When President Obama endorsed gay marriage last year, he said the issue should be left to the states. Last week he said it shouldn't.

To be more precise, a Supreme Court brief filed by the Obama administration last Thursday argues that California's ban on gay marriage denies homosexuals the "equal protection of the laws" guaranteed by the 14th Amendment. Although the brief focuses on Proposition 8, the 2008 ballot initiative that overturned a California Supreme Court decision requiring the state to recognize gay marriages, its logic suggests that a policy Obama himself rejected less than a year ago is constitutionally mandatory.

For many years Obama said he supported equal rights for gay couples, except for the right to call their relationship a "marriage." That is exactly the policy he now says is unconstitutional.

Proposition 8 amended California's constitution to declare that "only marriage between a man and a woman is valid or recognized." But the initiative's backers assured voters that "Proposition 8 doesn't take away any rights or benefits of gay or lesbian domestic partnerships."  And under California law, as the Obama administration's brief notes, "domestic partnerships carry all the substantive rights and obligations of marriage."

The administration argues, rather counterintuitively, that California's decision to treat gay and straight couples the same but for the word marriage makes its policy more vulnerable to constitutional challenge than a policy that does not recognize same-sex unions at all. Why? Because the only point of withholding the label is to mark gay marriages as inferior, a goal motivated by "impermissible prejudice," which is not a constitutionally valid reason for treating people differently under the law.

The administration could have argued, as the trial judge and the U.S. Court of Appeals for the 9th Circuit did, that the justification for Proposition 8 is so slight that it fails even the highly deferential "rational basis" test that is used in most equal protection cases. But the Justice Department had already taken the position, in a separate case involving the federal Defense of Marriage Act (DOMA), that discrimination based on sexual orientation should receive the same sort of "heightened scrutiny" that the Supreme Court has said is appropriate for discrimination based on sex or "illegitimacy" (i.e., birth outside of marriage).

To withstand heightened scrutiny, a legal distinction must substantially further an important government interest. The Justice Department, which announced two years ago that it would no longer defend DOMA and is now actively opposing it before the Supreme Court, concluded that the statute's ban on federal recognition of state-approved marriages between people of the same sex fails that test, since it affects marriage policy only "at the margin."

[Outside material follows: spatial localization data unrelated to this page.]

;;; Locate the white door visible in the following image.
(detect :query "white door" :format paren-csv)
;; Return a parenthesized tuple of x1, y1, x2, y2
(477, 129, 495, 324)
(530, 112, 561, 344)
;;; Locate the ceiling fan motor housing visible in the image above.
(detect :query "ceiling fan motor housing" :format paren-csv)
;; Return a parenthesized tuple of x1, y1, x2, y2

Likewise, says Solicitor General Donald Verrilli, Proposition 8 does not substantially advance any legitimate interest, since its impact is almost entirely symbolic. His brief strongly implies that the same argument invalidates the laws of seven other states (Delaware, Hawaii, Illinois, Nevada, New Jersey, Oregon, and Rhode Island) that give same-sex couples "rights substantially similar to those available to married couples, yet still restrict marriage to opposite-sex couples."

Nine states and the District of Columbia recognize gay marriage. So what about the remaining 33? It is pretty clear from Verrilli's discussion of the arguments for banning gay marriage that the administration does not think those states' laws could survive heightened scrutiny either.

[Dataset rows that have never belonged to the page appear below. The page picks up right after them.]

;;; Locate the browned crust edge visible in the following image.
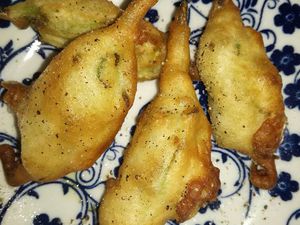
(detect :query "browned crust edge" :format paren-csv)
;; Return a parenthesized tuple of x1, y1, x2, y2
(0, 144, 32, 186)
(250, 114, 286, 189)
(176, 166, 220, 222)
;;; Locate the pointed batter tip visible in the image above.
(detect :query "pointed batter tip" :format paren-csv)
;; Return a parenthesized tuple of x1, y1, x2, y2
(215, 0, 232, 7)
(213, 0, 234, 10)
(174, 0, 188, 25)
(0, 144, 32, 186)
(0, 6, 29, 29)
(0, 81, 28, 113)
(117, 0, 158, 28)
(209, 0, 240, 21)
(250, 158, 277, 189)
(162, 0, 190, 74)
(217, 0, 225, 6)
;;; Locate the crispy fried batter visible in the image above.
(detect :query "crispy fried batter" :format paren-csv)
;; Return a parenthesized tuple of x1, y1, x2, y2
(99, 3, 220, 224)
(0, 0, 121, 39)
(136, 20, 166, 80)
(0, 145, 32, 186)
(1, 81, 28, 113)
(0, 0, 166, 80)
(0, 0, 158, 185)
(196, 0, 285, 189)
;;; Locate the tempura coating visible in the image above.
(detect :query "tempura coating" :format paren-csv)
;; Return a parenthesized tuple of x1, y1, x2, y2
(136, 20, 166, 81)
(0, 0, 120, 45)
(99, 3, 220, 224)
(0, 0, 166, 80)
(0, 0, 158, 185)
(196, 0, 285, 189)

But if the Supreme Court, which is scheduled to hear this case on March 26, adopts the administration's reasoning, the decision could discourage states from moving toward recognition of gay marriage, because doing so would make their laws less substantive and therefore less likely to be upheld. That would be a bizarre result, since it is hard to understand how giving gay couples none of the rights and privileges associated with marriage is less offensive to the principle of equal treatment under the law than giving them all those rights and privileges while calling their relationship something else.